Due to the complexity of the flow regimes encountered in highly deviated and horizontal wells it is not possible to use conventional tools to obtain the production profile.
More complex multiprobe or array tools are used with distributed measurements around the cross section of the pipe.
Emeraude includes specific treatment for the Schlumberger PFCS, GHOST and FSI, the GE Sondex MAPS suite (CAT, RAT, GAT and SAT), OpenField FAST, Baker Hughes PAI, Hunter-Probe (AFC, AFR, AFV and AGH) and Spartek probe tools.
Moreover, Emeraude allows the definition of any arbitrary multiprobe tool geometry and measurement type, in case the tool to be analysed is not included in the built-in library.
Templates for facilitating the QA/QC of measurements are available for all the tools.
Image views are created and cross sections displayed at any depth, and for any combination of passes.
A regression process fits the discrete measurements with the relevant 2D models, contingent on user-defined constraints on segregation, phase presence or other tools.
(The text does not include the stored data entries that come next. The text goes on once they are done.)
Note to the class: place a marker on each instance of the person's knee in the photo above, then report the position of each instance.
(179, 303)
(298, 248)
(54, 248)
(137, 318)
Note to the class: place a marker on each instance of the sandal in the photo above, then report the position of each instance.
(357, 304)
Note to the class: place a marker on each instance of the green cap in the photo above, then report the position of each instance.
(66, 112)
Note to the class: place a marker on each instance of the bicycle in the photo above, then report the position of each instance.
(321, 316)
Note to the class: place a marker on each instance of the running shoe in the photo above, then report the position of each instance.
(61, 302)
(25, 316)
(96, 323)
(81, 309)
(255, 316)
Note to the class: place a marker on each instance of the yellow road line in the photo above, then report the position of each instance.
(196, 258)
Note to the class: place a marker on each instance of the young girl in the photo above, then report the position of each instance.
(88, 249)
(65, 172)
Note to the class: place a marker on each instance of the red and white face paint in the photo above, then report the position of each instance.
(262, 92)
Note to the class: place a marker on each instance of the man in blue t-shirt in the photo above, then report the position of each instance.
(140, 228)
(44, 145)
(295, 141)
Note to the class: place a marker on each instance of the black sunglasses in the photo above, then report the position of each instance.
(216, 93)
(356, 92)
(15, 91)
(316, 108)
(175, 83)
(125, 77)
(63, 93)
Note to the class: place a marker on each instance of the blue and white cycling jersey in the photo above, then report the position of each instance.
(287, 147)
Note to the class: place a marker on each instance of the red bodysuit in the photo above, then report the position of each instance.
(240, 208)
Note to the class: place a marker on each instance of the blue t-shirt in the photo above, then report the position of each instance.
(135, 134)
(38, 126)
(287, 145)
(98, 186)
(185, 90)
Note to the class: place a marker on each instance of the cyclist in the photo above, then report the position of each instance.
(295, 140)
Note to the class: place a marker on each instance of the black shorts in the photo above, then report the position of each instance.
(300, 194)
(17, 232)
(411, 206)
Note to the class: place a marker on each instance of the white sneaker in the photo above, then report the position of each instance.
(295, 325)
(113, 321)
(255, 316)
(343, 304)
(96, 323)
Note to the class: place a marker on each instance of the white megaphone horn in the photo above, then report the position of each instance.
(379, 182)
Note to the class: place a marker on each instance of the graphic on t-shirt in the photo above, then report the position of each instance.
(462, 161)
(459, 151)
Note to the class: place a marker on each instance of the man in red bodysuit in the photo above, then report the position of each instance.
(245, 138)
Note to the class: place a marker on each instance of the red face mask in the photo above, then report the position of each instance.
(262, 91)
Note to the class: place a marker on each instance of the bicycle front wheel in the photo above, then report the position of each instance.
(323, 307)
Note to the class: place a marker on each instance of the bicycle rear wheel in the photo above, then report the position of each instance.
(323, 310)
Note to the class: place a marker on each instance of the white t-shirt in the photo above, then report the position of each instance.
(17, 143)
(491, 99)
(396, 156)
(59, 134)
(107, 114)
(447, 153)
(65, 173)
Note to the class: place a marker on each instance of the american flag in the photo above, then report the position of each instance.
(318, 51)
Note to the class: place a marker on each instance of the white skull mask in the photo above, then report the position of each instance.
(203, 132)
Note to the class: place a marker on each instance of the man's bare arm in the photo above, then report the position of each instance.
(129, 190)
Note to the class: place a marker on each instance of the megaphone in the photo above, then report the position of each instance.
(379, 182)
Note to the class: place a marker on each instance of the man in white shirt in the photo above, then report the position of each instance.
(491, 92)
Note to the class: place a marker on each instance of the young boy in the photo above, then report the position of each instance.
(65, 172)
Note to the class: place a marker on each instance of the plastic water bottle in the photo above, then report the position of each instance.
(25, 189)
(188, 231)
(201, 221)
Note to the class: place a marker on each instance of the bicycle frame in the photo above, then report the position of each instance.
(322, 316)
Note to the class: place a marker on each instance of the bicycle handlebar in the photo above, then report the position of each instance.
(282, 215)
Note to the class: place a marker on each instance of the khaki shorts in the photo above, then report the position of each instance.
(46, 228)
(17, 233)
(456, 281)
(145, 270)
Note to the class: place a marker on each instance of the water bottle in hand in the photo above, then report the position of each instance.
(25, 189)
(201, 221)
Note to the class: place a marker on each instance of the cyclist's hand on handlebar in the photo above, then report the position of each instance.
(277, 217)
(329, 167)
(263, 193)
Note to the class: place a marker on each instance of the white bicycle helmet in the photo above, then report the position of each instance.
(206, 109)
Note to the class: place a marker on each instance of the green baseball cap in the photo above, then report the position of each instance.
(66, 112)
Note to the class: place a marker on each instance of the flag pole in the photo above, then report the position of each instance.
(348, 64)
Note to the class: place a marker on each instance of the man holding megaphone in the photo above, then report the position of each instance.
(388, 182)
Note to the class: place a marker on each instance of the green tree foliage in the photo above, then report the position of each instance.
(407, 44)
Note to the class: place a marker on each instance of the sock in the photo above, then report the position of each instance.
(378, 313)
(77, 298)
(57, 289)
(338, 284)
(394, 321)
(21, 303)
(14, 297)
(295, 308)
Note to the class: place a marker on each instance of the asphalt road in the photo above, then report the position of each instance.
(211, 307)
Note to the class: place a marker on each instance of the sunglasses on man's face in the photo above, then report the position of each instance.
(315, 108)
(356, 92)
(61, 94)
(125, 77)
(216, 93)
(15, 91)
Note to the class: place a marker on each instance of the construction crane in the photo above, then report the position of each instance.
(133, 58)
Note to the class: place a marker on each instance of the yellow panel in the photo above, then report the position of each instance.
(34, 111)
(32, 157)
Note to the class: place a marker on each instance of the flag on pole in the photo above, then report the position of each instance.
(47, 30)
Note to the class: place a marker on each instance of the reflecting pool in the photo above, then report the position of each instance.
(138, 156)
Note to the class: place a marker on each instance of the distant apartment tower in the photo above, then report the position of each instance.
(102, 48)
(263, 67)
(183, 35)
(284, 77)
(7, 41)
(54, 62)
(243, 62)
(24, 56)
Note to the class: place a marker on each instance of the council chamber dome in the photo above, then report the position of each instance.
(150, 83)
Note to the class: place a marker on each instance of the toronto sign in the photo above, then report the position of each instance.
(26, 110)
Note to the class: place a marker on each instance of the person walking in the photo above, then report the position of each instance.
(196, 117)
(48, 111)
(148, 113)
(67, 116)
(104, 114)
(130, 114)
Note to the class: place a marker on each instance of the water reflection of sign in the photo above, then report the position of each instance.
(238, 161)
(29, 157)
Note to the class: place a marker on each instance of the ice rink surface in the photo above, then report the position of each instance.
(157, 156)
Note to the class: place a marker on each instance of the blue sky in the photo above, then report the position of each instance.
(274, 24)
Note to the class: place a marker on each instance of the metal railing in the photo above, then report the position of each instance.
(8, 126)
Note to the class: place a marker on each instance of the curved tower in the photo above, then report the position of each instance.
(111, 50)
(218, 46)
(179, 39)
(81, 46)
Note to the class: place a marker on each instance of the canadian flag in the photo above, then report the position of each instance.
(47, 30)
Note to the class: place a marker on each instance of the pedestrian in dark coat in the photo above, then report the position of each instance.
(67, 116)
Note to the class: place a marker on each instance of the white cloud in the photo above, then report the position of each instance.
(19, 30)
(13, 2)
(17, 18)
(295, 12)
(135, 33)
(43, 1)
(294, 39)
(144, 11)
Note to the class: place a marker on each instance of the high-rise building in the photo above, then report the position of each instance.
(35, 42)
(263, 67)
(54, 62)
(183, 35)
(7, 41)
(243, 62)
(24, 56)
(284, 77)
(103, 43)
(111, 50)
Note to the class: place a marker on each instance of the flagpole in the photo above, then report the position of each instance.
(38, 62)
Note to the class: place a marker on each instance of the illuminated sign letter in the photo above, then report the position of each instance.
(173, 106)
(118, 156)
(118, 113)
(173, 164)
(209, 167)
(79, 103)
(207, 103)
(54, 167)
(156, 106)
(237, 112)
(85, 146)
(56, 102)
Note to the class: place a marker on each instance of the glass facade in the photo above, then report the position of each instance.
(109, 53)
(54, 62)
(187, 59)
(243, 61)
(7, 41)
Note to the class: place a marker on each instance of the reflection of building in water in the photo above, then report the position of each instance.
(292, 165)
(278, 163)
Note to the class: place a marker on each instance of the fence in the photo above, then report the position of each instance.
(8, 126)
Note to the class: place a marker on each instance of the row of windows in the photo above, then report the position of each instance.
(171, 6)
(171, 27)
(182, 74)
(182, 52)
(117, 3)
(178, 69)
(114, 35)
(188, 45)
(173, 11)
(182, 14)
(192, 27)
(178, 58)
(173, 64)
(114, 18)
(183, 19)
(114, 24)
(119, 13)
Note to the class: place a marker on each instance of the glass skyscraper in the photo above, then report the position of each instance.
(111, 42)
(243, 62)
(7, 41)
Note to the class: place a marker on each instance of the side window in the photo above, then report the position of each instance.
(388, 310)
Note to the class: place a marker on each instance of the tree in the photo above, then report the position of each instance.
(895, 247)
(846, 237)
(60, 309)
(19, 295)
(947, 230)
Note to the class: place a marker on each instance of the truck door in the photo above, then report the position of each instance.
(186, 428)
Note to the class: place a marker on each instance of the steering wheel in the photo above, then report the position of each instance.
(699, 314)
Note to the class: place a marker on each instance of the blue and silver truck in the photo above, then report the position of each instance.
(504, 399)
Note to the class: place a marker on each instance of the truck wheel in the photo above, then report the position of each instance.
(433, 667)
Average values of phase holdups, mixture velocity, and phase rates are produced and serve as inputs to the final interpretation.
Selective inflow performance (SIP)
In a multirate PLT, the well is logged at different surface rates. For each choke setting, the contribution of the zones and corresponding bottom hole pressures will change. Plotting the bottom hole flowing pressure versus the contributions for each zone, it is possible to obtain an IPR curve for each producing layer, and therefore quantify important reservoir parameters, such as reservoir pressure, productivity index and absolute open flow.
In Emeraude, an SIP analysis can be made with a few clicks. Pseudopressures can be used for gas. An unlimited number of SIP’s can be created and compared. Each zone can be assigned a different model: straight line, C&n or L.I.T. The SIP can use the total rate, a phase rate or the total liquid rate. Data may be downhole or from surface. Pressure datum correction and composite IPR’s are available.
Increasingly, wells are completed with fibre optic distributed temperature sensors (DTS).
Even in a conventional PL job, the spinner may fail or give an erroneous response under certain circumstances (counter current, high viscosity etc).
If the thermal properties of the fluids, completion and formation are known it is possible to perform quantitative production or injection profiling.
Coupling energy and mass balance equations, Emeraude offers methods for production and injection profiling and annular leak detection.
Also, Emeraude incorporates specific formulations for Water Injection Fall-off (warmback) and steam injection.
A simplified Thermal/DTS workflow is available.
Visit the Thermal page to learn more about thermal solutions in Emeraude and Rubis.
Apparent permeability (APERM)
Estimation of effective permeability at reservoir scale is fundamental for an accurate reservoir model. In carbonates, the permeability in vuggy or fractured intervals can be dramatically different from the matrix permeability measured in core plugs. The apparent permeability based on PLT data may be the solution for a field-scale characterization.
This method corrects, with the PL interpretation, the open-hole effective permeability. It uses an IPR relationship where the relevant reservoir or perforation parameters are defined zone by zone. The method is implemented for single-phase liquid, liquid mixture, or for gas using pseudopressures.
Once the well has been completed, it is not possible to use the typical open hole resistivity logs for the determination of formation water saturation.
Pulsed neutron logging techniques, based on the decay of the population of thermal neutrons, is the most common way to obtain the water saturation behind casing.
Since the capture cross section of the chlorine is much higher than the other elements found in the formation, the saturation of saline water may be determined.
Emeraude incorporates a specific workflow for analysing Pulsed Neutron logs in Sigma (capture) mode.
Models for clean, shaly and dual water formations are available.
A number of crossplot techniques facilitate the determination of the different component’s sigma values needed for determining the formation water saturation.
Once obtained it is possible to display the evolution with time.